SPARTANBURG, S.C. _ Zion Williamson is 16, and I believe he would win the NBA's dunk contest this All-Star Weekend if he could only enter.
Lee Sartor, Williamson's high school coach at Spartanburg Day School, said North Carolina basketball coach Roy Williams had the following exchange with the star 6-foot-7 junior forward not long ago: "Roy Williams told Zion that he was probably one of the best high school players he's seen since Michael Jordan."
Duke coach Mike Krzyzewski brought his whole staff along with him to Spartanburg on a recruiting visit to see Williamson. Kansas coach Bill Self showed up as part of a sold-out crowd for a Spartanburg Day game recently _ the school had to start selling tickets for the first time this year instead of letting people in for free because of the demand.

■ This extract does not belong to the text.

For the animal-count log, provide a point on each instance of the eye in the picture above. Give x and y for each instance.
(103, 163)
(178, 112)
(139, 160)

Rapper Drake had his picture taken wearing Williamson's No. 12 Spartanburg Day School jersey on social media and posted it on Instagram last month. Drake and Zion now text occasionally.
But the player everyone around Spartanburg just calls "Zion" _ in the same way LeBron (James) and Steph (Curry) are known by one name only in far wider basketball circles _ cannot do everything.
For instance: Williamson can't drive.
Williamson hasn't found time to take the driver's education class. He doesn't turn 17 until July, so for now his parents shepherd him everywhere.
On the court, though, driving is his thing. Williamson frequently elevates for dunks of near-Biblical proportions, which makes sense given that his name came from the Bible at the suggestion of his grandmother. Mount Zion was considered the highest point in ancient Jerusalem. As the psalmist wrote in Psalm 48: "Beautiful in elevation, the joy of the whole earth, is Mount Zion."
This Zion certainly spreads joy with his own elevation. In this social-media age, clips of those dunks are digitally passed from screen to screen with religious fervor. Williamson may or may not be the best high-school dunker ever, but he has to be the most publicized.
In the game I watched Monday night in Spartanburg, "Mount Zion" rose into the air for eight dunks that accounted for nearly half of his 34 points. Those dunks included two I had never seen a 16-year-old do.
One was a monstrous tomahawk jam worthy of former NBA dunk champion Vince Carter in his prime. Williamson is left-handed, but he performed it with his right hand just for the heck of it.
The other was a 360-degree windmill dunk so transcendent that it was No. 1 on "ESPN's Top 10 Plays" that night.
"Zion Williamson, 16 years old _ that happened!" a nearly breathless ESPN anchor said. "A 360 windmill dunk _ in a game!"